By the whole Catholic Church, or by a directive from a few of its members? If he was burnt by Cardinal so and so then he was burnt by Cardinal so and so, but not the Catholic Church as a whole (don't be condemning innocent people here, as thousands of Catholics at that time knew nothing of the event).
You are going to have a really rough time on any debate board if you are going to take references to the RCC personally. The RCC--its hierarchy or whatever you want to call it--has take responsibility for making an error in Galileo's case, and in many other cases. You can't go around being offended because someones said "the Catholics did this" or "the RCC did this."
To answer your question directly, the link suggests that Bruno was burnt at the order of the Inquisition, but it's only a hint, not a statement, so I didn't attribute it to the Inquisition directly.
What's the point of including this passage anyways? It's not really relevant to this discussion about Galileo.
If you'll look at the post I was responding to, you'll see that it was very relevant. The person was trying to say the RCC didn't persecute Galileo over the issue of the centrality of the earth in the universe. He was wrong, and the link he gave contradicted him.
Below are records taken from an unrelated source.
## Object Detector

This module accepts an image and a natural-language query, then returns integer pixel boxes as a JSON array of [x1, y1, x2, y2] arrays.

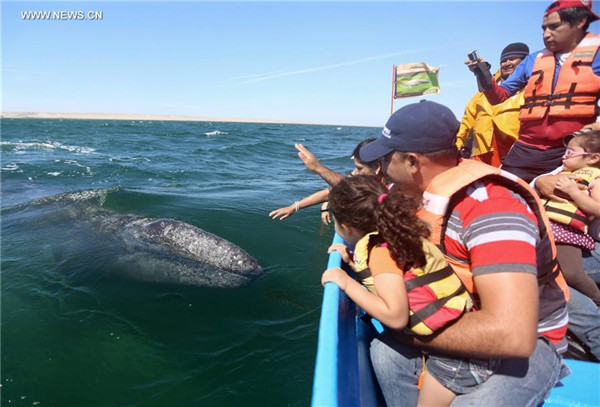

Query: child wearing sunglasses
[[544, 129, 600, 307]]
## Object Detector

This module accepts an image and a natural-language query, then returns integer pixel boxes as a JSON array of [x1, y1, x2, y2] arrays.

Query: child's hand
[[321, 267, 350, 291], [556, 175, 580, 196], [327, 243, 354, 265]]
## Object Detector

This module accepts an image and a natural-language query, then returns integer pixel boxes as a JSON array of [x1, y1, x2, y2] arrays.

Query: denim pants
[[371, 332, 569, 407], [567, 287, 600, 360]]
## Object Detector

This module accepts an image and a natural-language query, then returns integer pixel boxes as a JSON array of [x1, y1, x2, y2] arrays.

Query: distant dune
[[0, 112, 326, 124]]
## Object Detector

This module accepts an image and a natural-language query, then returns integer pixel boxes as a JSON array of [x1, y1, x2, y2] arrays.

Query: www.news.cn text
[[21, 10, 104, 21]]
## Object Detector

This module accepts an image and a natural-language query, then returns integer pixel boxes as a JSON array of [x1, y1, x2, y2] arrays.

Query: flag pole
[[390, 65, 396, 116]]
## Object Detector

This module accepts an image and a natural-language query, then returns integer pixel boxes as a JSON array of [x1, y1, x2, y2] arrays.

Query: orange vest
[[419, 160, 569, 299], [519, 34, 600, 120]]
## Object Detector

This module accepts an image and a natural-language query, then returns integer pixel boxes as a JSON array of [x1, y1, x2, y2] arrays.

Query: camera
[[467, 50, 479, 62]]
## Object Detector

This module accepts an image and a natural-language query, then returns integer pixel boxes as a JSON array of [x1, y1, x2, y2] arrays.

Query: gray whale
[[119, 218, 263, 287], [9, 188, 264, 288]]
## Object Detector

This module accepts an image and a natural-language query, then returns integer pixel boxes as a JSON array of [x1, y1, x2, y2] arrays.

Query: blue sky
[[1, 1, 600, 127]]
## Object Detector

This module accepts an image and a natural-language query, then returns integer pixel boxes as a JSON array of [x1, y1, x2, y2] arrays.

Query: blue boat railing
[[311, 234, 600, 407]]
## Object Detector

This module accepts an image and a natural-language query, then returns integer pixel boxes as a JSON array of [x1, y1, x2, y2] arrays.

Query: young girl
[[321, 175, 499, 406], [544, 130, 600, 307]]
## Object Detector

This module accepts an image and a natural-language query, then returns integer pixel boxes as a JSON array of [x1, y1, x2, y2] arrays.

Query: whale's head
[[141, 219, 263, 278]]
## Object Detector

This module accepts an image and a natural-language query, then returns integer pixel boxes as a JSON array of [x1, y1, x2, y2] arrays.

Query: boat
[[311, 234, 600, 407]]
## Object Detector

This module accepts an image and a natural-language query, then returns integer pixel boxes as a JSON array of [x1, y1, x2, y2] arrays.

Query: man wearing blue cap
[[360, 101, 568, 407]]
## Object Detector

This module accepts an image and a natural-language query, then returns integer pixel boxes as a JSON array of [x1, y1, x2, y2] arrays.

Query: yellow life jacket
[[419, 160, 569, 302], [519, 33, 600, 120], [542, 167, 600, 233], [354, 232, 473, 335], [456, 71, 523, 156]]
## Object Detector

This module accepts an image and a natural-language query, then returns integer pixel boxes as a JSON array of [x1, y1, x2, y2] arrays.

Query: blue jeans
[[568, 287, 600, 360], [371, 332, 569, 407]]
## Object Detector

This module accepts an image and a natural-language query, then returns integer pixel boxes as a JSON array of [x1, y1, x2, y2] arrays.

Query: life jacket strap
[[409, 284, 467, 328], [406, 266, 454, 291]]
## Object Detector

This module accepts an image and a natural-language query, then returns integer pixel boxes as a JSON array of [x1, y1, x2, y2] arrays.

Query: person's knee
[[370, 338, 392, 371]]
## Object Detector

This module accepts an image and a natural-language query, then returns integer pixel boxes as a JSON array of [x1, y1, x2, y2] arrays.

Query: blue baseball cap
[[359, 100, 460, 162]]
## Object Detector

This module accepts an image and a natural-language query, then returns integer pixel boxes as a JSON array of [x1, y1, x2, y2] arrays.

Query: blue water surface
[[0, 119, 377, 407]]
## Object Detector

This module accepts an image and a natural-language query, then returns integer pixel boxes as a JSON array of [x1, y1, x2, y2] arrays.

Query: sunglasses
[[563, 148, 592, 158]]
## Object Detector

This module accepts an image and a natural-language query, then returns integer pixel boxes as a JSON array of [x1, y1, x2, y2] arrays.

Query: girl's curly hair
[[329, 175, 430, 270]]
Not only did it contradict him, but it gave another name that was put to death, around the same time, over that issue.
You should easily have recognized the significance of this. You slobbered all over that post I was responding to, hoping you would find the RCC vindicated on this issue. Good grief, man, the RCC itself has apologized over the issue.
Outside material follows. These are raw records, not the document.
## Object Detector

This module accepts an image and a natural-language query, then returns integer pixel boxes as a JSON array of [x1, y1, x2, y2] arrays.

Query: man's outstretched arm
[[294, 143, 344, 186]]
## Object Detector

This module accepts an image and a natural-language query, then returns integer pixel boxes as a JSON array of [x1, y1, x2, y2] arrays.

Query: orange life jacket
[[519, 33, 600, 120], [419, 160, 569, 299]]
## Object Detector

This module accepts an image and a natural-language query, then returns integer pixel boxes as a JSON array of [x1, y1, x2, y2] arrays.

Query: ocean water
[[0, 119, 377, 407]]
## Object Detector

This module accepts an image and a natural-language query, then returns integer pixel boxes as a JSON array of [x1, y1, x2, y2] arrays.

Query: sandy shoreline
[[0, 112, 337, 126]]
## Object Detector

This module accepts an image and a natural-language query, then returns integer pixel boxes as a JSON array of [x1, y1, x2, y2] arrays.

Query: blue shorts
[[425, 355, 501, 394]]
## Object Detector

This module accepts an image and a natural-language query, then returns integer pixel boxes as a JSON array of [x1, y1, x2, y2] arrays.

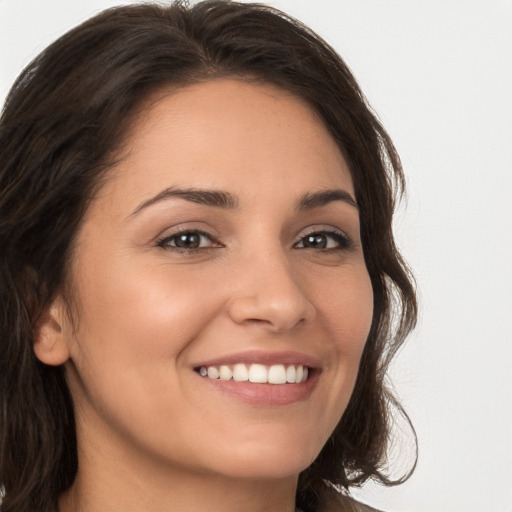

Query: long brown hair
[[0, 0, 417, 512]]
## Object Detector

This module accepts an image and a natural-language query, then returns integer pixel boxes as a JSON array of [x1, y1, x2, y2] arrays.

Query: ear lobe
[[34, 297, 69, 366]]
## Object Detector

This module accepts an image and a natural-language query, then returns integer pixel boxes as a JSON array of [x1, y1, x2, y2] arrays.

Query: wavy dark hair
[[0, 0, 417, 512]]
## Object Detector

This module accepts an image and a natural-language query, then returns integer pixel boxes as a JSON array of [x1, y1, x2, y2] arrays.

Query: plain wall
[[0, 0, 512, 512]]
The reason interpeeting the Bible without being a clergyman was viewed as a problem was for a number of reasons:
I know this. I was raised Catholic, and I paid attention in Catechism, because I was pretty serious even as a child.
Are you trying to justify this practice? You mention the dangers of the uneducated interpreting the Scriptures, but if a person could read the Scriptures, that probably meant they weren't uneducated in those days.
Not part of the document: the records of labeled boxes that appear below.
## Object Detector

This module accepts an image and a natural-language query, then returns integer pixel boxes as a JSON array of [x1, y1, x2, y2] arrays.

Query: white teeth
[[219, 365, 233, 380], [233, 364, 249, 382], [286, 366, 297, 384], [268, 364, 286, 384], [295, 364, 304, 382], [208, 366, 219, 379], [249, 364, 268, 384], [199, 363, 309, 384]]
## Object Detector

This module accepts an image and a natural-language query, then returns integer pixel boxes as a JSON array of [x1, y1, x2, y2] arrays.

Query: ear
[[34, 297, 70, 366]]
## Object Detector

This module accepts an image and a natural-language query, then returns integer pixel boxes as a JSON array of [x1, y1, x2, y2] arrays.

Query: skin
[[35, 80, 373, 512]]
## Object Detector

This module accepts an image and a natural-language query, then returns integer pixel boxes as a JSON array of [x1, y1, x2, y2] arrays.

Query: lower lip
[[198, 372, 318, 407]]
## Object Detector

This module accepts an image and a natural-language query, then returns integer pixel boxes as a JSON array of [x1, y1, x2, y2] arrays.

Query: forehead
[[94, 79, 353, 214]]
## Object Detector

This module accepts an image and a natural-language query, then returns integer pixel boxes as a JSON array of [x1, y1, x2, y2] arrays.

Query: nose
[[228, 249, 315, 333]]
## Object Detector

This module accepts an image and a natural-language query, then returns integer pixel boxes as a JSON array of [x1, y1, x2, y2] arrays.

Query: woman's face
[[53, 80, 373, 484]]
Listen, that period of Catholic rule is known as the Dark Ages. The Roman Catholic hierarchy stifled and almost eliminated education for the common person. Don't try to defend it. Even the RCC itself has given up defending it.
If the RCC will produce a holy, spiritual, and united congregation, I will praise them for it and have fellowship with them. I'm not even asking for them to unite the over 1 billion that exist; just one holy, spiritual, and united congregation. My problem with the RCC has nothing to do with the past. I'm willing to let those awful bygones by bygones (as long as the RCC agrees never to hold political power again).
I was not attacking the RCC. I was opposing a revisionist version of history that was being offered. That's why I posted.